Jasper: That code is never hit, because this is with DRI3, not DRI2. It instead hits the point in comment #8 twice. If i run with LIBGL_DRI3_DISABLE=1 the problem disappears.
So it sounds like the code in the X server is being hit twice. Can you see if present_vblank_notify is being called twice for the same drawable? http://cgit.freedesktop.org/xorg/xserver/tree/present/present.c#n181 The mesa code doesn't call Present with any notifies, so we shouldn't be hitting the for loop below. If that happens, I have no idea what to tell you, other than to badger Keith.
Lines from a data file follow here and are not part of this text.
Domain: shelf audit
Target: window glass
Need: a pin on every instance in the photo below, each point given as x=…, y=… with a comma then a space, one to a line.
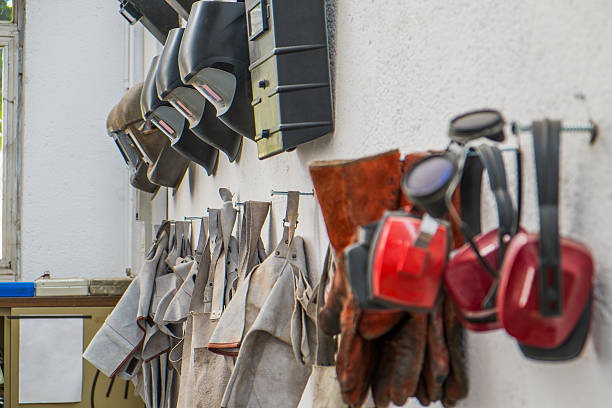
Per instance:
x=6, y=11
x=1, y=141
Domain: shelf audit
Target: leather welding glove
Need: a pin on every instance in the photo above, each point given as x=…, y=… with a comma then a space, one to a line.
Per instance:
x=354, y=193
x=437, y=365
x=456, y=386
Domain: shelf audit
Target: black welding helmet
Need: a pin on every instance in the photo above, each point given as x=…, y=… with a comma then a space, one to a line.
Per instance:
x=151, y=145
x=214, y=58
x=190, y=103
x=182, y=7
x=155, y=15
x=173, y=125
x=120, y=117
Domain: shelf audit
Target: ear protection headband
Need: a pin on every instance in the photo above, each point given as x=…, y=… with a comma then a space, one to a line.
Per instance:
x=545, y=288
x=471, y=276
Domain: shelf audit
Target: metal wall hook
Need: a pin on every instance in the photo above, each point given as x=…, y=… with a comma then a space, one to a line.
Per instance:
x=276, y=192
x=574, y=127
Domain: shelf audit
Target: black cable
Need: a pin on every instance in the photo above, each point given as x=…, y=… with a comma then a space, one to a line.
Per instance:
x=110, y=387
x=93, y=388
x=125, y=391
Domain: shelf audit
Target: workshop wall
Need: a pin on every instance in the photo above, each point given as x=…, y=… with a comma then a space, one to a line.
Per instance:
x=75, y=186
x=401, y=71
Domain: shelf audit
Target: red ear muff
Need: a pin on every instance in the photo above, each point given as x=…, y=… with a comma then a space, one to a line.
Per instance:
x=519, y=303
x=469, y=284
x=471, y=276
x=545, y=290
x=405, y=269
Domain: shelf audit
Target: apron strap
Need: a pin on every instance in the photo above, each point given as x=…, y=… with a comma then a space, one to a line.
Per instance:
x=326, y=346
x=289, y=224
x=253, y=218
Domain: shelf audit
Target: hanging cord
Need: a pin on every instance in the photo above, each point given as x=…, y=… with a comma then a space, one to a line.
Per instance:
x=93, y=388
x=110, y=387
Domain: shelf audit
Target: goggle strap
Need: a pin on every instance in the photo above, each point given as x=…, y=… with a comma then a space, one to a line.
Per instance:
x=546, y=141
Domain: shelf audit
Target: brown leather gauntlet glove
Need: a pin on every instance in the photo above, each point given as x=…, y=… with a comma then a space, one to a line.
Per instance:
x=456, y=386
x=402, y=351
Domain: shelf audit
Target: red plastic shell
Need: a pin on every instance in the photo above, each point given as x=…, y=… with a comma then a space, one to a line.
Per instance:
x=518, y=303
x=468, y=283
x=405, y=275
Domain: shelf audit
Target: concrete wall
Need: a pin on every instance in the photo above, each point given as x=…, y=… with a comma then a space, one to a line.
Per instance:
x=402, y=70
x=74, y=181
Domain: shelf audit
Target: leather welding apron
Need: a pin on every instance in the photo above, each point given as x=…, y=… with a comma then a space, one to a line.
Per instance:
x=116, y=349
x=323, y=389
x=182, y=309
x=210, y=372
x=271, y=368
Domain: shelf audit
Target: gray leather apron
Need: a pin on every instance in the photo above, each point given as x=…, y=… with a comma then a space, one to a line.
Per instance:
x=116, y=349
x=270, y=369
x=323, y=389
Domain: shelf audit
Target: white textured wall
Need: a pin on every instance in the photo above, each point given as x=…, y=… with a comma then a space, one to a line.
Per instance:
x=402, y=70
x=74, y=180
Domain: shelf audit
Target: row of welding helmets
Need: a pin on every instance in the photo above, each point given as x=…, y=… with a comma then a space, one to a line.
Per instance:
x=537, y=286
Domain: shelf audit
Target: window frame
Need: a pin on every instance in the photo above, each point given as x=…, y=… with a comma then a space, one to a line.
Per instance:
x=11, y=41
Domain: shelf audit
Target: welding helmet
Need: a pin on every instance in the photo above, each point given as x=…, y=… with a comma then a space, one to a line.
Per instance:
x=545, y=290
x=182, y=7
x=173, y=124
x=138, y=168
x=155, y=15
x=397, y=261
x=200, y=115
x=470, y=281
x=214, y=58
x=120, y=117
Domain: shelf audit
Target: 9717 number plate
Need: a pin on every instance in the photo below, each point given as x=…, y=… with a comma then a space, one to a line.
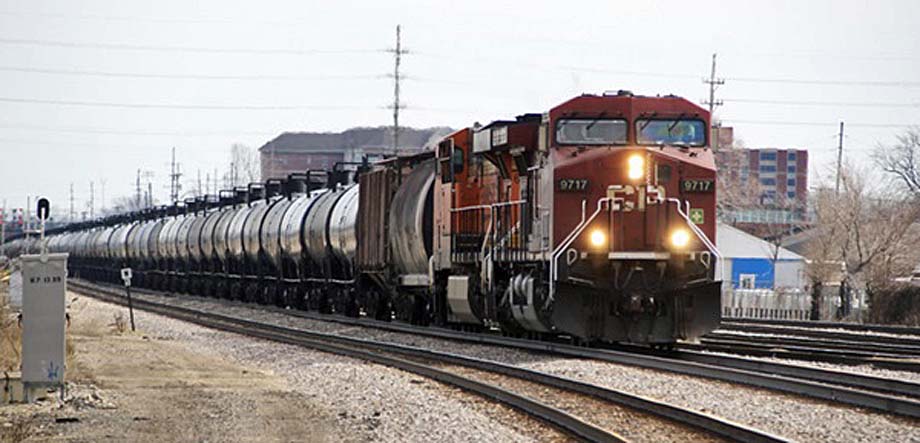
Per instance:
x=697, y=185
x=573, y=184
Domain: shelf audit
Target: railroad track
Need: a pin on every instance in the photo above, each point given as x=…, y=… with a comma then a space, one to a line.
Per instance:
x=817, y=344
x=859, y=327
x=853, y=349
x=443, y=367
x=890, y=396
x=856, y=337
x=805, y=353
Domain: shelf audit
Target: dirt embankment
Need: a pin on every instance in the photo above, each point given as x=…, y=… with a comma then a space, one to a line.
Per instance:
x=127, y=386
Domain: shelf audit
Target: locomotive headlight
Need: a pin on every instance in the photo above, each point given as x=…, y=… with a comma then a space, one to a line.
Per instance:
x=598, y=239
x=680, y=238
x=636, y=168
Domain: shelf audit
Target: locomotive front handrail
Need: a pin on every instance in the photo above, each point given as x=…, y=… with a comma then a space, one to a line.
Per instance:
x=700, y=234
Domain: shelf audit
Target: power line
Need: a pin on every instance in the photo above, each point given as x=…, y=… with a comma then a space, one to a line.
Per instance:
x=713, y=83
x=152, y=48
x=112, y=131
x=396, y=106
x=888, y=83
x=179, y=106
x=807, y=123
x=185, y=76
x=100, y=17
x=822, y=103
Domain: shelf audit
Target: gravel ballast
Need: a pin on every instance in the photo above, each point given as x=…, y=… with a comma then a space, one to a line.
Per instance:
x=793, y=417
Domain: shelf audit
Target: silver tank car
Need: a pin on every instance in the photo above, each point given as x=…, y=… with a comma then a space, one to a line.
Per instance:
x=294, y=223
x=342, y=226
x=270, y=234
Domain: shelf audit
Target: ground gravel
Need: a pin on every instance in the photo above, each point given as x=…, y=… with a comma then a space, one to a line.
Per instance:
x=793, y=417
x=374, y=402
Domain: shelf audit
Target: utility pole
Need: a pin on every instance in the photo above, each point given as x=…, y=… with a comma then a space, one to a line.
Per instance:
x=839, y=158
x=713, y=83
x=174, y=186
x=396, y=106
x=92, y=202
x=102, y=197
x=73, y=215
x=3, y=221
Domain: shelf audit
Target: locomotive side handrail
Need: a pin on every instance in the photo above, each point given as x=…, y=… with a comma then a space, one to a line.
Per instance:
x=554, y=268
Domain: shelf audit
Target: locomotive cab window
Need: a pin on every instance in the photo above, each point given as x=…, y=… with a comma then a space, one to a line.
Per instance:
x=456, y=160
x=671, y=132
x=591, y=132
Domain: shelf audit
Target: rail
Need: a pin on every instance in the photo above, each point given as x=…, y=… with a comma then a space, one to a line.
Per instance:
x=355, y=347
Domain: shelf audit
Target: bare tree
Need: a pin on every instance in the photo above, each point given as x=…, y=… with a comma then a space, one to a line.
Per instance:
x=902, y=159
x=737, y=191
x=126, y=203
x=869, y=229
x=244, y=166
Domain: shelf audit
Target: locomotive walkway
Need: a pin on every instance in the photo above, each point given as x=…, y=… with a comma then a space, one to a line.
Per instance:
x=506, y=384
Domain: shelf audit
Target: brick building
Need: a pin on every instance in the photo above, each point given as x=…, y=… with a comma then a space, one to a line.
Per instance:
x=761, y=186
x=300, y=151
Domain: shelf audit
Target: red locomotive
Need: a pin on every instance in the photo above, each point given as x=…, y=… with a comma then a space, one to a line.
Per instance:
x=594, y=220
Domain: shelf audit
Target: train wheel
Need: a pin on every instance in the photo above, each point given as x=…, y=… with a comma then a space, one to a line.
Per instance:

Its called twice, first with KIND PresentCompleteKindPixmap (0) then with KIND PresentCompleteKindMSCNotify (1). Both times with mode PresentCompleteModeCopy (1). I guess both of these trickle down to the app with no way to differentiate between them?
On the client side, in __glXWireToEvent for the GLX_BufferSwapComplete the first awire is: {type = 104 'h', pad = 0 '\000', sequenceNumber = 123, event_type = 33153, pad2 = 0, drawable = 39845905, ust_hi = 4, ust_lo = 2559142700, msc_hi = 0, msc_lo = 19740, sbc = 1} And the second is: {type = 104 'h', pad = 0 '\000', sequenceNumber = 124, event_type = 33153, pad2 = 0, drawable = 39845905, ust_hi = 4, ust_lo = 2608674467, msc_hi = 0, msc_lo = 22712, sbc = 1} Both seem more or less identical...
http://cgit.freedesktop.org/xorg/xserver/tree/present/present_event.c#n176 I wonder if this should only call complete_notify for PresentCompleteKindPixmap, since this is where we lose the "kind" details.
Keithp: Is the above correct? Does X need a fix here?
Patches here: http://lists.x.org/archives/xorg-devel/2014-September/043722.html Will test tomorrow
Yeah, I've sent a patch to xorg-devel which passes the 'kind' argument to the notify hook GLX uses, and then has GLX ignore non-pixmap notifications. Testing and review welcome, as always!
I tested the patch here and it fixes the crash.
Closing NOTGNOME as the X fix fixes this.